La carta que el artista no mandó
Resulta difícil olvidarse de una idea (apenas una frase en realidad) que el escritor Hugo von Hofmannsthal consignó en Buch der Freunde: "Uno tiene menos amigos de los que cree y más de los que conoce". No sabemos en qué pensaba Hofmannsthal cuando escribió esa presunción de apariencia incomprobable (pero ya veremos que cierta). En todo caso, ahí está una de las ventajas del fragmento: podemos hacerle decir lo que entendemos que dice. No sabemos en qué pensaba, pero podemos imaginarlo: en el acto de escribir y, subsidiariamente, en la imprudencia de publicar. Escribir y publicar algo, lo que sea, es siempre tirar una botella al mar. ¿Quién lee y por qué?

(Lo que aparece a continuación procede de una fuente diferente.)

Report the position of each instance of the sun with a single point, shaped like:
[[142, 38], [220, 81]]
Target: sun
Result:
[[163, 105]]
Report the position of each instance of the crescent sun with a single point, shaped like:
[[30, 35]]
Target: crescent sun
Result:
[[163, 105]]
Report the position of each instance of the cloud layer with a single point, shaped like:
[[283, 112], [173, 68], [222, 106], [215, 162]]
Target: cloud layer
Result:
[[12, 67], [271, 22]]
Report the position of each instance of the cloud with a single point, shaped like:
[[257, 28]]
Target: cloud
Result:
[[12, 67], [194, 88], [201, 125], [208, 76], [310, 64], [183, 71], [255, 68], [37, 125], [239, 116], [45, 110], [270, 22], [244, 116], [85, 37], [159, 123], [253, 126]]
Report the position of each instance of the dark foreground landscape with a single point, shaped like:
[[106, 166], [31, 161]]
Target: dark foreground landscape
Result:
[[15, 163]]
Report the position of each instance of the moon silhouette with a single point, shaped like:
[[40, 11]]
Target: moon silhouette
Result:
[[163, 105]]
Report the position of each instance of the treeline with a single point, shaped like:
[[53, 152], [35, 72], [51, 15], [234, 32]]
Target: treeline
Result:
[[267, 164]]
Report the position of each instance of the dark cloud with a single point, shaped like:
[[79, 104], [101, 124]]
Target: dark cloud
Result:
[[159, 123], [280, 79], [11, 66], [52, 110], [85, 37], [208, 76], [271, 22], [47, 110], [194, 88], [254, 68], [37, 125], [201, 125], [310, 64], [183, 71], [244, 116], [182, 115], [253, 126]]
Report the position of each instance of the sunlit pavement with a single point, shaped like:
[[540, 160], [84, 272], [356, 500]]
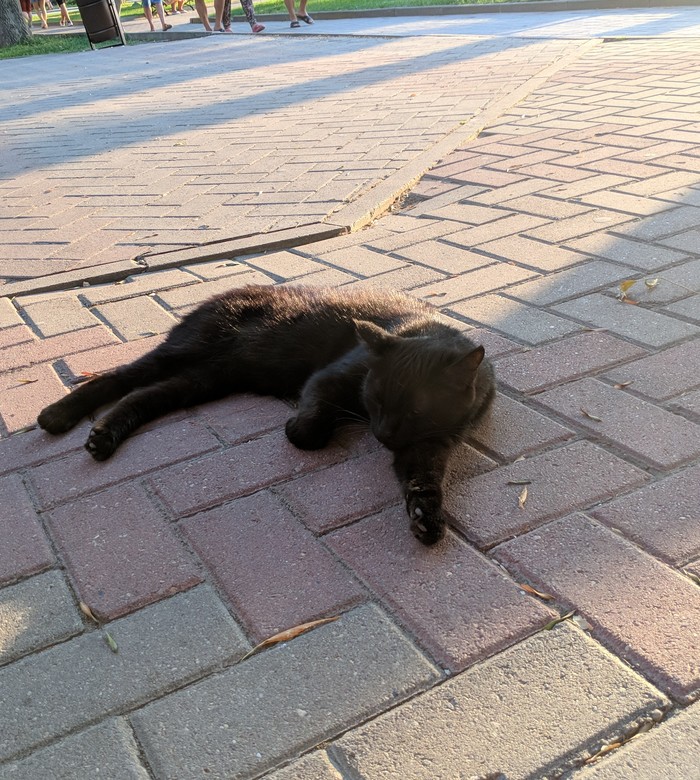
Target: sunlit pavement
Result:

Hace poco más de un mes, recibí un correo electrónico de Clara Travieso. Me contaba que su padre, el pintor Francisco Travieso -a quien yo conocía por algunos de sus trabajos-, había tenido la intención de mandarme unas líneas sobre esta misma columna semanal. Me hizo llegar unas páginas manuscritas, con perfecta caligrafía y abundantes tachaduras, en las que, entre otras consideraciones, se refería al "merodeo" del pensamiento. Murió antes de poder enviarlas, hacia fines de julio, y la carta quedó entre sus papeles.
El anverso de lo escrito era una tarjeta que invitaba a la inauguración de Estaciones del Via Crucis, serie de pinturas de Travieso en la Iglesia Cristo Obrero de Lomas de Zamora. Es un buen principio para pensar su poética. Hay en cada una de ellas una austeridad sin atenuantes que se crispa en una impersonalidad dramática que las aproxima a los íconos bizantinos. Los faros de Travieso habían sido Cézanne, Matisse, Picasso, el Quattrocento en bloque, Morandi, y más acá en el territorio, Eugenio Daneri, Spilimbergo, acaso Collivadino.

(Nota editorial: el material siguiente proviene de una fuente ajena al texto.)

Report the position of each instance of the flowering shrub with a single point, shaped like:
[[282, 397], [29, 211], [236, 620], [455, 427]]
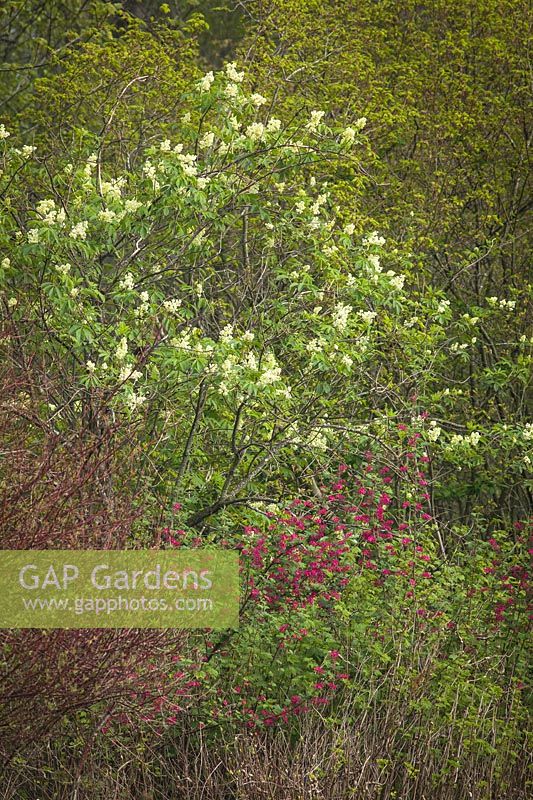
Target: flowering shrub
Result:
[[194, 337]]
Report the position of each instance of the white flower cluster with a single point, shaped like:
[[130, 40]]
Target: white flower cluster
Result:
[[188, 164], [206, 82], [315, 121], [90, 166], [349, 134], [396, 280], [271, 371], [373, 238], [49, 213], [258, 100], [127, 373], [132, 205], [374, 268], [226, 334], [233, 74], [112, 190], [79, 231], [368, 316], [144, 307], [341, 313], [255, 132], [107, 215], [122, 349]]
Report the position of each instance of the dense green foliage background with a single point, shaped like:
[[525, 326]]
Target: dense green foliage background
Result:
[[265, 279]]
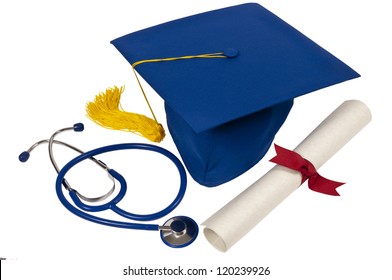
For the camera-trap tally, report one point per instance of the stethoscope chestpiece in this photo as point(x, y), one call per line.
point(179, 231)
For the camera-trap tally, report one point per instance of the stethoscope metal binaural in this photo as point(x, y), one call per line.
point(177, 232)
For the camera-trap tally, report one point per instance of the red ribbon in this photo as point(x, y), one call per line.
point(295, 161)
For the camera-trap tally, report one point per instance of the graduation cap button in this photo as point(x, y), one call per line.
point(231, 52)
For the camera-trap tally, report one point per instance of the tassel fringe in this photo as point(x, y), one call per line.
point(107, 112)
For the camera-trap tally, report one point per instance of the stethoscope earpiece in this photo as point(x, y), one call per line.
point(177, 232)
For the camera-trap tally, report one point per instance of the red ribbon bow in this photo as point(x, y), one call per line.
point(295, 161)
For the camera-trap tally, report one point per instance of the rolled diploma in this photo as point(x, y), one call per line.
point(239, 216)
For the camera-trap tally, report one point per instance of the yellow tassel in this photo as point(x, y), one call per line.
point(106, 111)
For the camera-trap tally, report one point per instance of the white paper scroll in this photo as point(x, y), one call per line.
point(239, 216)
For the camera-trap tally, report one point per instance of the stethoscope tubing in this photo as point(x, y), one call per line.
point(112, 205)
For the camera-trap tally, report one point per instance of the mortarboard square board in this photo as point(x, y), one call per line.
point(224, 113)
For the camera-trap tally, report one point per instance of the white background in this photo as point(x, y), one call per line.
point(55, 56)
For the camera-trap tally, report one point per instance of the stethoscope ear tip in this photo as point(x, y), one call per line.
point(78, 127)
point(24, 156)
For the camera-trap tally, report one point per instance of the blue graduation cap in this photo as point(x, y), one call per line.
point(223, 112)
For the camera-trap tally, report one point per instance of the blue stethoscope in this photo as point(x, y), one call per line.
point(177, 232)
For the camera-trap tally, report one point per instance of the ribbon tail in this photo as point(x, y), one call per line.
point(323, 185)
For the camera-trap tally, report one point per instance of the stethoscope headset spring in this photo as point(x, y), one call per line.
point(176, 232)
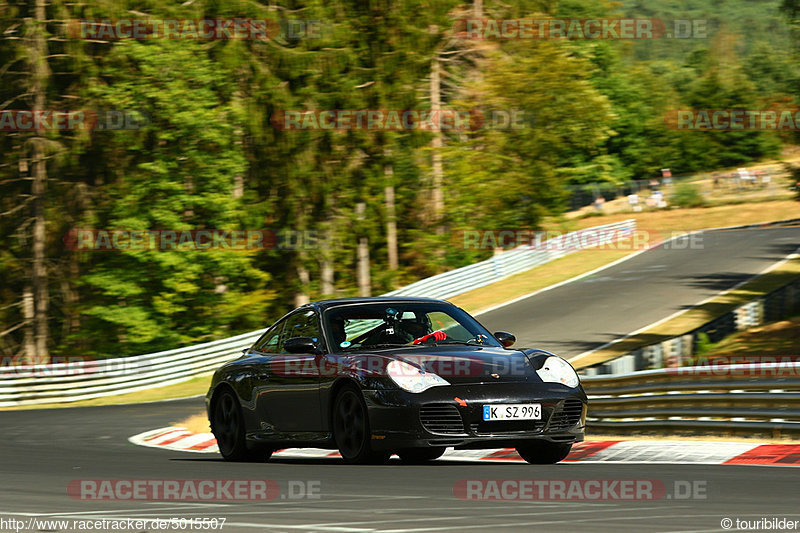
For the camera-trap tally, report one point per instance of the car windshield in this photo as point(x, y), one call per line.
point(395, 324)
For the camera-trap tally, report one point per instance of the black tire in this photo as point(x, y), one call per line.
point(350, 423)
point(418, 456)
point(227, 425)
point(544, 452)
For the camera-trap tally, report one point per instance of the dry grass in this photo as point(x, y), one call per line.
point(776, 339)
point(697, 316)
point(538, 278)
point(693, 218)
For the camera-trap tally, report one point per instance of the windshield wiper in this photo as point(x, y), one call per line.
point(466, 343)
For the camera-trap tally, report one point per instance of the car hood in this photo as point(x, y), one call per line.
point(467, 364)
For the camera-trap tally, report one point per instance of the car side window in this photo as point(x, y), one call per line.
point(269, 343)
point(301, 324)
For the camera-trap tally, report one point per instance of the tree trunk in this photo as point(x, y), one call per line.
point(364, 282)
point(326, 270)
point(391, 216)
point(29, 346)
point(39, 268)
point(301, 296)
point(437, 196)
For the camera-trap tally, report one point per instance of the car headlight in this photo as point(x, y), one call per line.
point(557, 370)
point(410, 378)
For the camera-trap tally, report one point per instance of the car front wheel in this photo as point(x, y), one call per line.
point(351, 429)
point(227, 425)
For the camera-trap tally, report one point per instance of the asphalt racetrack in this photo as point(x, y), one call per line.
point(46, 451)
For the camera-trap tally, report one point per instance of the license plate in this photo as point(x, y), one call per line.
point(512, 411)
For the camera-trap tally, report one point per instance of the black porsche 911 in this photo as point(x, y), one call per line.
point(380, 376)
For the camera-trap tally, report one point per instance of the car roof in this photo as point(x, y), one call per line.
point(325, 304)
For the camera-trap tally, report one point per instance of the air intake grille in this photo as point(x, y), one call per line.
point(566, 415)
point(441, 418)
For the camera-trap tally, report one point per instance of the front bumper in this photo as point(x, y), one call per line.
point(452, 416)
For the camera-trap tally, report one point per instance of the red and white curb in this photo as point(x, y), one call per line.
point(592, 451)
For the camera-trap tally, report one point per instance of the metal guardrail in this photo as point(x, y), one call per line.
point(757, 396)
point(780, 303)
point(69, 382)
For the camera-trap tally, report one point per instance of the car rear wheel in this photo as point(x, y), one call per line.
point(351, 429)
point(544, 452)
point(416, 456)
point(227, 424)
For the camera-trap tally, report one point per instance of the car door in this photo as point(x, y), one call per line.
point(289, 399)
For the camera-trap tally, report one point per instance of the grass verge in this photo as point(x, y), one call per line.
point(697, 316)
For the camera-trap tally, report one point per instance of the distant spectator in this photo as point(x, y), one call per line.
point(599, 202)
point(633, 201)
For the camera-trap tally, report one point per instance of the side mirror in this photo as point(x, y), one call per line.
point(505, 338)
point(300, 345)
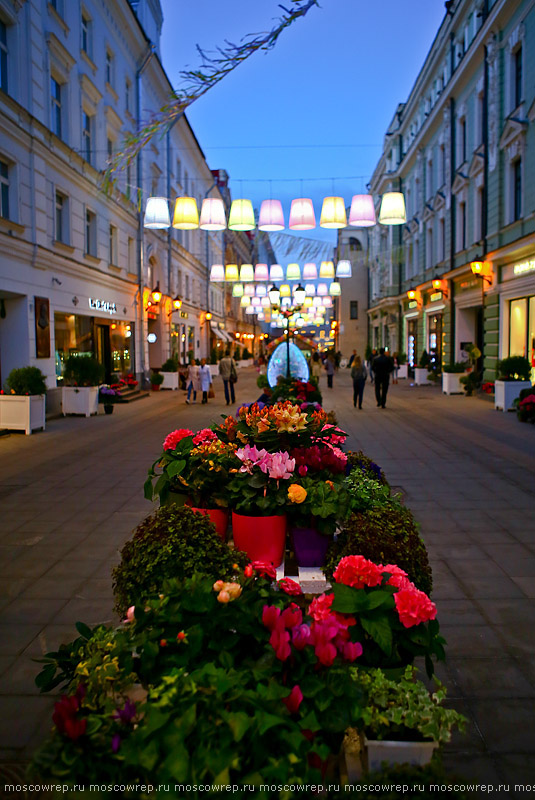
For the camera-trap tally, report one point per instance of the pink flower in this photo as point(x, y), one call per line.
point(414, 607)
point(173, 438)
point(294, 700)
point(358, 572)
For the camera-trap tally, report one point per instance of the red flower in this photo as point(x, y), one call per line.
point(294, 700)
point(290, 587)
point(358, 572)
point(414, 607)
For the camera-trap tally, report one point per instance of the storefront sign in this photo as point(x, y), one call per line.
point(102, 305)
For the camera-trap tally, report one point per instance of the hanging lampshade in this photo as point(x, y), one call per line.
point(261, 272)
point(186, 216)
point(327, 270)
point(231, 272)
point(217, 272)
point(302, 216)
point(246, 273)
point(392, 209)
point(362, 211)
point(156, 213)
point(343, 269)
point(241, 217)
point(212, 215)
point(276, 273)
point(271, 217)
point(333, 213)
point(334, 289)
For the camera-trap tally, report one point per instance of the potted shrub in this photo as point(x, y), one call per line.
point(156, 380)
point(81, 378)
point(512, 375)
point(22, 404)
point(401, 721)
point(422, 370)
point(451, 376)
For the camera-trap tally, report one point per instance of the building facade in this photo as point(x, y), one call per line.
point(462, 149)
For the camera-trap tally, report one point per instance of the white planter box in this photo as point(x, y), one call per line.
point(451, 382)
point(505, 392)
point(416, 753)
point(420, 376)
point(22, 412)
point(79, 400)
point(170, 380)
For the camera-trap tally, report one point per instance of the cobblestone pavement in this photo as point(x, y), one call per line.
point(70, 497)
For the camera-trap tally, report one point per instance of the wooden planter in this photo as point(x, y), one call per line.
point(22, 412)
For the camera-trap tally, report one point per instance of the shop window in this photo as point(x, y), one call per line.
point(4, 189)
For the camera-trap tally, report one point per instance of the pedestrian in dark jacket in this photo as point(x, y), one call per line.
point(359, 374)
point(383, 366)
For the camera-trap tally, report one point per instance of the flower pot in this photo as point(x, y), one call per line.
point(310, 547)
point(506, 392)
point(22, 412)
point(262, 538)
point(394, 752)
point(219, 516)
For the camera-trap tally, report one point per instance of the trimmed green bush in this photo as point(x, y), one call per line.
point(174, 542)
point(387, 535)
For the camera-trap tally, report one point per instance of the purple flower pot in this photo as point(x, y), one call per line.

Pero él se mantenía valientemente ajeno a las simples modas; sabía que la moda no se mezcla con el arte y que, para decirlo en sus propias palabras, "el contrapunto que da la tensión entre una curva y una recta no tiene época; la vecindad de dos tonos, tampoco". Esto lo vemos en sus naturalezas muertas, en sus bodegones, en sus paisajes y en sus desnudos.
Travieso fue un pintor que hizo lo que tiene que hacer un pintor: pintar, pintar con insistencia. No hacer vida de pintor.
Iris Murdoch anotó que lo propio del artista era una "lucidez modesta y sencilla". Ya no sabremos si Travieso, que tanto leía (imposible no nombrar a Rilke, a Keats, a Mallarmé, a Lugones), tenía a Murdoch en su biblioteca. No importa mucho; después de todo, cada uno puede sin saberlo volver a pensar por su cuenta -o convertir en obra- lo que otro pensó antes. Murdoch estimaba también que el arte apuntaba a lo absoluto: para ella, la belleza -cualquiera sea la manera episódica en que la definamos- era inseparable de la verdad. Travieso lo dijo así: "Busco indagar con serenidad la superficie, lo exterior de las cosas, para concluir que en lo exterior ya está lo interior". El arte está en la historia, pero levanta vuelo sobre sus miserias.
En su libro En la tierra de nadie, el poeta Francisco Madariaga escribió para Travieso estas líneas: "En la visión de este artista se enciende la luz de las naturalezas vivas y muertas: el mandato de los muertos le ha llegado, y él asume esos ancestros lejanos, cercanos, infinitos, y cumple, pintando con el coraje y el terror de un soldado en una guerra del Principado del Arte contra la vileza y la muerte del corazón".
La pintura de Travieso tiene una continuidad sin fisuras con ese mandato. Si hay melancolía en las pinturas, es la de las sombras de esos ancestros con los que contrajimos obligaciones. Esas sombras tan diferentes de las minúsculas de los fuegos fatuos que distraen.
La amistad es misteriosa, y en todas estas líneas no hice más que hablarle a quien no está. No hay que lamentarse. También sus pinturas, cada una de ellas, son un mensaje en la botella.